Al hablar sobre lo que ocurre en la Isla detalló que “ellas no están quedando embarazadas, a mi entender, porque estamos teniendo una población en que las mujeres están más educadas. Los embarazos de niñas jóvenes han disminuido, hay más anticonceptivos, las que quieren quedar embarazadas son mujeres ya que son sobre los 30 a 40 años, donde la fertilidad disminuye. Esas son cosas que nos están llevando a tener menos embarazos”.
También aludió a que, “en Puerto Rico, al tener una baja paga, tienes una filtración de gente joven que se está yendo a Estados Unidos, ya sea a estudiar o trabajar, y esa es la gente que no está pariendo aquí. Están pariendo en los Estados Unidos”.
La doctora reconoció que el acceso a la salud también se ha vuelto un problema, a tal punto que, para conseguir atención médica, muchas mujeres tienen que llegar a una sala de emergencia.
“Al haber pocos médicos, hay poco alcance y las mujeres les cuesta más trabajo conseguir médicos. Ellas están viniendo a las salas de emergencia, donde yo las veo y veo a veces tres al día. ‘Es que no tengo médico... Es que yo llamo a conseguir médico y no hay médico... Es que el médico no me puede ver a mí hasta dentro de un mes y estoy sangrando y tengo esta complicación’”, indicó, al ejemplificar algunas de las excusas que recibe.

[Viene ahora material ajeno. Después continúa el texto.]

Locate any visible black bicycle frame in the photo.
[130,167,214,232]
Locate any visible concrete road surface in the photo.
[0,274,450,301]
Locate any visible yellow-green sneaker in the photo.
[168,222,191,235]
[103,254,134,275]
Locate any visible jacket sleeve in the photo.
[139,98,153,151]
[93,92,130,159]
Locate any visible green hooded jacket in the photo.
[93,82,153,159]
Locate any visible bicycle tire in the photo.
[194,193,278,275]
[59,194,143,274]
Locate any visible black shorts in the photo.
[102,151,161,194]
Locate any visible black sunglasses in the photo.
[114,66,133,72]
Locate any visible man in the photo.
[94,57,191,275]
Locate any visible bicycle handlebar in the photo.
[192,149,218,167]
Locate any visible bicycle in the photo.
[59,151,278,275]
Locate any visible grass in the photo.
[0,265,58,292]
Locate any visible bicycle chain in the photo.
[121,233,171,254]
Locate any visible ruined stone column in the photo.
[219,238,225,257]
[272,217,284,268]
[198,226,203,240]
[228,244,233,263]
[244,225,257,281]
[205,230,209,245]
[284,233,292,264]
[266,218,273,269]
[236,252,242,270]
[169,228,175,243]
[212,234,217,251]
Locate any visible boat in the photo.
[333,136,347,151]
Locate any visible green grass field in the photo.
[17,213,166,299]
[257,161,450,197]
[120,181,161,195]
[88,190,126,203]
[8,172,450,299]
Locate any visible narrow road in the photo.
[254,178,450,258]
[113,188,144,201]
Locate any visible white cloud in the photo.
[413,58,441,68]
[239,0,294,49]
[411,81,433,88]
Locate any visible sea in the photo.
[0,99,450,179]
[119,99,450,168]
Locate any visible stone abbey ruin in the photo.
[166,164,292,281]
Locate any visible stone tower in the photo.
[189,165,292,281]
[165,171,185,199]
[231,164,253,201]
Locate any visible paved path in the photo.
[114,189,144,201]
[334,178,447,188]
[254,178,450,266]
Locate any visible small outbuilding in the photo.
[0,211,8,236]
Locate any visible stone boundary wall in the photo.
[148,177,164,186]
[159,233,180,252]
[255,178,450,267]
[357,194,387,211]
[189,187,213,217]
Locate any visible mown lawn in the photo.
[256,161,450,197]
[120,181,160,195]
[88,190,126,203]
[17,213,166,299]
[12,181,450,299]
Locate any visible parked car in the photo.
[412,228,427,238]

Pérez Delboy comentó que también ha impactado en la natalidad la alta tasa de cesáreas en la Isla, que representa un 50% de los partos. Explicó que la mujer que atraviesa una cesárea está menos propensa a tener más de un hijo.
La clave: mejorar la calidad de vida
Para cambiar el rumbo de la baja natalidad, Pérez Delboy señaló que lo que se debe mirar es “cómo podemos atraer a que nuestros hijos se queden en Puerto Rico o vengan aquí a traer a sus hijos”.
Mientras, la sicóloga Cruz Félix recomendó que el estado se enfoque en mejorar la calidad de vida del pueblo.
Expuso que “no solamente se trata de traer niños al mundo. Se trata de cuál va a ser la calidad de vida para esa niñez, si una misma pasa miles de retos para tener servicios médicos, para tener servicio de vivienda segura. O sea, ¿quién quiere traer al mundo a un niño que va a estar expuesto a muchos retos, a la falta de servicio?”
“Yo creo que la meta no debe ser aumentar la natalidad a cualquier costo. La meta debe ser garantizar que todas las mujeres tengan la capacidad real de decidir si desean o no ejercer la maternidad y que, si deciden ejercerla, puedan traer a esa niñez a comunidades seguras, saludables y con oportunidades”, concluyó.